Mon ex s'est précipité aux urgences avec sa fille blessée dans les bras, sans se douter que le médecin qui l'attendait serait moi, la femme qu'il avait quittée des mois plus tôt. Et il n'aurait jamais imaginé me voir enceinte de sept mois d'un enfant dont il ignorait même l'existence.

J'ai figé.

« Elias », ai-je murmuré. « J’ai perdu les eaux. »

La panique se peignit sur son visage. « Vous n'êtes qu'à trente-deux semaines. »

Une contraction me traversa. Je poussai un cri et m'agrippai à la rambarde.

« Je ne sais pas comment accoucher », dit-il, la voix brisée.

« Oui », ai-je haleté en agrippant ses revers. « Je suis le médecin. Vous êtes mes mains. Écoutez-moi, et nous sauverons notre fille ensemble. »

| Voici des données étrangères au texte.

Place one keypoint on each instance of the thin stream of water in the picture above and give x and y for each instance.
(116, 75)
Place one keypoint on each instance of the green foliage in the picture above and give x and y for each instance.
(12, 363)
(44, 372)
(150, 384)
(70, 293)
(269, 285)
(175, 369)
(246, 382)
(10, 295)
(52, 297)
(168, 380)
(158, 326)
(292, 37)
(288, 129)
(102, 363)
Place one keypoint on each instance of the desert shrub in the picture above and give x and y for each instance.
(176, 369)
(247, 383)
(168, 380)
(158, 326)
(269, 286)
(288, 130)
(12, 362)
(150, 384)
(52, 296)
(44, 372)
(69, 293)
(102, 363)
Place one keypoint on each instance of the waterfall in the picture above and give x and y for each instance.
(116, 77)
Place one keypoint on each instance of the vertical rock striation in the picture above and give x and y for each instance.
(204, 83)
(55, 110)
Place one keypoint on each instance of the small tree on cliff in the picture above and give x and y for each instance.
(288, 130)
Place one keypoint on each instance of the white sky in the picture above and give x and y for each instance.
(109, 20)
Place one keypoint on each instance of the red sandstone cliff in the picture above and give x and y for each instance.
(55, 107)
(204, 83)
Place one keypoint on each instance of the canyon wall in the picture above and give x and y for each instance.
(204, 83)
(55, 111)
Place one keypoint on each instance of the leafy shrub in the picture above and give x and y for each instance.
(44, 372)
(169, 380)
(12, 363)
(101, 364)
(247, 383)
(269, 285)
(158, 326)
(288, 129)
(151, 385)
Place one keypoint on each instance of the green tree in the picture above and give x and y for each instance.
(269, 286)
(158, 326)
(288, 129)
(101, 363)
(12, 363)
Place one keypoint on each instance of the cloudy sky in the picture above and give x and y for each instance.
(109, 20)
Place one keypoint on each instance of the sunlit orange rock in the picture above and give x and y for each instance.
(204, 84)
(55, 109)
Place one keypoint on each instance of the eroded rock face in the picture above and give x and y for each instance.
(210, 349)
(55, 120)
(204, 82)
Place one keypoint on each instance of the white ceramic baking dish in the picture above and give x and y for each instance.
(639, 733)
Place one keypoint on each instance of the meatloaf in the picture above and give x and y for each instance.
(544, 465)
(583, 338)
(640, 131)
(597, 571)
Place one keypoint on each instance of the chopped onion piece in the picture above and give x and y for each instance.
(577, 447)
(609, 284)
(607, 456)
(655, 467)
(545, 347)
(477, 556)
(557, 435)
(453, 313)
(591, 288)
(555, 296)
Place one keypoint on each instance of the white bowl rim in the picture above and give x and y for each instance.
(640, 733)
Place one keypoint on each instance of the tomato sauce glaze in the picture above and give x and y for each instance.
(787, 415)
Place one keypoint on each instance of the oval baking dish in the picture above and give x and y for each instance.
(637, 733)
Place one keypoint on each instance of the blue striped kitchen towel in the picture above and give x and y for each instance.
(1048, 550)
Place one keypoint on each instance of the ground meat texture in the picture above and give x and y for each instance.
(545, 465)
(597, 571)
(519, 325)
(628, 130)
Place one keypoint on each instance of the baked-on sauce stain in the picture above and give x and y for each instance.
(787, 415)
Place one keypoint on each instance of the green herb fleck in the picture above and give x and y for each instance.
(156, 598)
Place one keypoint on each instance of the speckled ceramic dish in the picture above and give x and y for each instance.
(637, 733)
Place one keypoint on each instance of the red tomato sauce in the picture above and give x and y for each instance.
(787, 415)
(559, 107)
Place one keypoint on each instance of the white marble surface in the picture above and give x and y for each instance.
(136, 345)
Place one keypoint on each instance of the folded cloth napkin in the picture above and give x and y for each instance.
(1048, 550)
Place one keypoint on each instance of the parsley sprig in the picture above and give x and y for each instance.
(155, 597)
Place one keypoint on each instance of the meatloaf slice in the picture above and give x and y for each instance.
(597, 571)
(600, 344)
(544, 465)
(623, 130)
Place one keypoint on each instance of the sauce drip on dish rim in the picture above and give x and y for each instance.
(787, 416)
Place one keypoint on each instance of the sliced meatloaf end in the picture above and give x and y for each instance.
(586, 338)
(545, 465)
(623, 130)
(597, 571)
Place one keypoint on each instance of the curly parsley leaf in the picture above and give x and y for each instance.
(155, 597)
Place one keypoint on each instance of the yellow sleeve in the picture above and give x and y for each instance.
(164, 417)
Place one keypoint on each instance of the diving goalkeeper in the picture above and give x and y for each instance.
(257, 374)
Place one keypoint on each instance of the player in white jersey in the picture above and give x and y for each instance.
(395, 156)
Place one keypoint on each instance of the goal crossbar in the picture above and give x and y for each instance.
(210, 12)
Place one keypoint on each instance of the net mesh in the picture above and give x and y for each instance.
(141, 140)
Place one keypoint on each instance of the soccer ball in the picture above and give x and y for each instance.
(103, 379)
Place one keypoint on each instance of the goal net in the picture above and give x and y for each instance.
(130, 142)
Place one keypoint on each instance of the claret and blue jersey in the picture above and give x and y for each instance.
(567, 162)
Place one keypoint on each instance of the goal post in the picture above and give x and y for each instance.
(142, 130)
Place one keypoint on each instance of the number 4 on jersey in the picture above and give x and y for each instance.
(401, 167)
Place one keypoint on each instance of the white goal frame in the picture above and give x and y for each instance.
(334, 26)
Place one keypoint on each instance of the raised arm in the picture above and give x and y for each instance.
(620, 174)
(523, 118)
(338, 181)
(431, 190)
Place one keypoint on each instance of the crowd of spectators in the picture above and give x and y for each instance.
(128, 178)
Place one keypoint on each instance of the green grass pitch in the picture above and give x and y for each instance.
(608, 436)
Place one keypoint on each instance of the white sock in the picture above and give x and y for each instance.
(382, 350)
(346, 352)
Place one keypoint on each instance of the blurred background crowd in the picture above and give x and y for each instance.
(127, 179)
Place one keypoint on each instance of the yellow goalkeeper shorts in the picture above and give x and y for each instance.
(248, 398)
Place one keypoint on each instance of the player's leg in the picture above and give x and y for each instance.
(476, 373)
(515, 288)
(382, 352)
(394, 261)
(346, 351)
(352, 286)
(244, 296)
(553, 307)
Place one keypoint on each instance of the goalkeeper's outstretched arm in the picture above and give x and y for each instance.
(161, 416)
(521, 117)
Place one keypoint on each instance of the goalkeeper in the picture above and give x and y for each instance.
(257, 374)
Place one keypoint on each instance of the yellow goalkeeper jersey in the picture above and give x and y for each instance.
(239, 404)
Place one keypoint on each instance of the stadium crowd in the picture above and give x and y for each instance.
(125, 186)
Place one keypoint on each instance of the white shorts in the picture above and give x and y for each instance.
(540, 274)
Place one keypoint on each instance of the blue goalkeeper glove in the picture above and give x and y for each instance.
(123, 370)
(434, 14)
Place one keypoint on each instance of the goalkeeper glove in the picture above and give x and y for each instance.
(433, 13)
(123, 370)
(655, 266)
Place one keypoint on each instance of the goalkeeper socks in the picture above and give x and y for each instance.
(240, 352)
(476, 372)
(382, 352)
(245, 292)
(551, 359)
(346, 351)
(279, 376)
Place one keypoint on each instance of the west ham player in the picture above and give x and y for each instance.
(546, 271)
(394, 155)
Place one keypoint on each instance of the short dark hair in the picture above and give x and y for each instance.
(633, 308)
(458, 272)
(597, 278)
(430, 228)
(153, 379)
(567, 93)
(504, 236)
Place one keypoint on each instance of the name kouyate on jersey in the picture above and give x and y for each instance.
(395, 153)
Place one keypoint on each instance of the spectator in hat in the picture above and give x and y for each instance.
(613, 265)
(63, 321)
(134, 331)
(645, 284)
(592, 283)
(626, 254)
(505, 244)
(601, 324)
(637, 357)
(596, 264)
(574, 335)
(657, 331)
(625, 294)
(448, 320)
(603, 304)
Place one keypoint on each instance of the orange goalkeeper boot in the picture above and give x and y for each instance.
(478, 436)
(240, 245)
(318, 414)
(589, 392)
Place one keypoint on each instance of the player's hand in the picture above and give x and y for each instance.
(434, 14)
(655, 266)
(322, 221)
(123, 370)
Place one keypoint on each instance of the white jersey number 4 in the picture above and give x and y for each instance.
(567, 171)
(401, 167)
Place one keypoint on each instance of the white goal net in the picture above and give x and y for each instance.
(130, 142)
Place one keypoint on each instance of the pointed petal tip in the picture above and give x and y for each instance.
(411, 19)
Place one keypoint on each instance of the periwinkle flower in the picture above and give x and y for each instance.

Une autre contraction s'est produite.

L'ascenseur obscur devint mon univers. Elias ôta sa veste, la posa derrière ma tête et déposa sa chemise sous moi. Ses mains tremblaient, mais son regard restait fixé sur le mien.

« Dites-moi ce que je dois faire. »

« Quand elle arrive, attrapez-la doucement. Vérifiez le cordon. Si elle ne pleure pas, frottez-lui le dos et nettoyez-lui la bouche. »

« Je ne la laisserai pas partir. »

L'envie de pousser devint alors impossible à combattre.

« Maintenant ! » ai-je crié.

Dans l'obscurité, prise au piège entre la peur et l'espoir, je me suis battue pour la vie de mon bébé. Elias n'a pas bronché. Il m'a parlé à chaque instant.

« Encore une, Adélaïde. Je la vois. »

D'un dernier effort, la pression se relâcha.

Puis le silence.

« Elias ? » ai-je murmuré. « Est-ce qu’elle respire ? »

« Allez, » supplia-t-il. « Respire pour ta mère. Respire pour moi. »

Puis un petit cri perça l'obscurité.

J'ai sangloté.

Il a déposé notre fille sur ma poitrine. Elle était incroyablement petite, mais vivante.

La lumière revint. L'ascenseur descendit et s'ouvrit sur Naomi et une équipe de collaborateurs paniqués.

«Appelez une civière !» cria Naomi.

Nous l'avons appelée Espoir.

Pendant trois semaines, elle est restée en soins intensifs néonatals, reprenant des forces chaque jour. Elias ne l'a jamais quittée. Il dormait sur une chaise en plastique à côté de sa couveuse et lui promettait une vie entière en sécurité.

Le jour où Hope a eu le feu vert pour rentrer à la maison, Elias m'a apporté un livre relié cuir.
À l'intérieur se trouvait le plan dessiné à la main d'une maison conçue pour nous : la bibliothèque médicale d'Adelaide, la serre de Sophie, la chambre de Hope. Page après page, un projet sur dix ans se dessinait — non pas contraignant, mais porteur d'espoir.

Sur la dernière page, il avait écrit :

J'en ai fini de fuir la lumière.

Tu m'aideras à construire ça, Adélaïde ?

Puis il s'agenouilla, portant une simple alliance en or tressé.

« Je veux vivre le chaos terrifiant et magnifique de t'aimer pour le restant de mes jours. Épouse-moi, Adélaïde. Construisons une vie ensemble. »

J'ai regardé Hope dormir contre ma poitrine.

Puis, s'adressant à l'homme qui l'avait mise au monde, lorsque toutes les lumières s'éteignirent.

« Oui », ai-je murmuré.

Trois ans plus tard, la maison dessinée sur les premiers plans était enfin là. Sophie jouait mal du piano dans le salon. Hope riait tout près. Un golden retriever aboyait après les écureuils. Je faisais des crêpes pendant qu'Elias rentrait avec des grains de café et m'embrassait sur le nez, après m'avoir embrassé la farine.

La boîte à musique ancienne jouait sa douce valse dans un coin.

Des objets cassés, magnifiquement réparés.

J'ai appris que l'amour ne consiste pas à trouver une personne intacte. Il s'agit de trouver quelqu'un d'assez courageux pour rester à vos côtés dans l'obscurité, réparer ce qui peut l'être et vous accompagner vers la lumière.